I have a GM discount and I paid $140 each. For some reason I think they are near $200 each. Parts taxi ( a sponsor here) will be fairly reasonable when compared to your local dealer.
~Jim~
The Napa strut mounts are supposed to work well as an alternative to the AC Delco's but they are $103 a piece.
The Gm numbers for the upper shock mount hardware are: (not cheap at dealership over the counter retail..)
The upper shock mount part numbers are:
(1) LH 22146933
(1) RH 22146934
(2) LH bolts (with the torx head..) 15548771
(2) RH bolts 11515510
(4) nuts 11517996 (this number used to be 10255857 and was superceded)
The upper shock bolts (for the shock rod that comes up through the mount)
(2) 11517996 (this number used to be 11515604 and was superceded)
For whatever reason I know I personally don't want to ruin the stock decarbon's so I just went ahead and bought new strut mounts.
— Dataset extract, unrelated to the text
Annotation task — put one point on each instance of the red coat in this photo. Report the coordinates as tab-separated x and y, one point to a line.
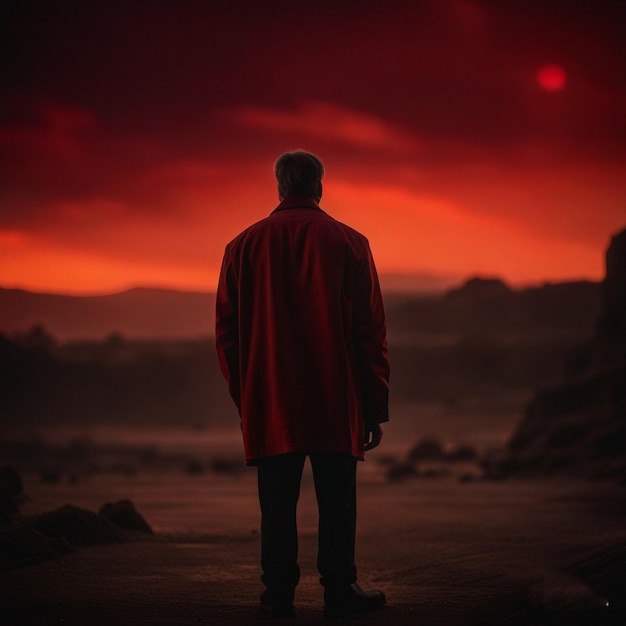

I ended up using the moogs but resorted to just knocking out the studs and threaded inserts and used grade8 nuts and bolts because of the inadequately fastened threaded inserts spinning over while tightening the bolts. That and the studs and hardware didn't match side to side... the studs were different colors, different heights, had different threads, and different looking nuts as well. Obviously a result of being made in different countries.. hopefully the mounts themselves will hold up.
I'd say a GM set of the mounts is probably the way to go, hopefully they are still a good part. Who knows these days... good replacement parts are harder and harder to find anymore. If you end up with some GM pieces please report back how they work out for you.
When I bought my first set of Upper mounts (after market) they wouldn't even line up with the stock holes. Of course I didn't find that out until I had the whole front cradle back in the car.
''How much did you end up getting the mounts for?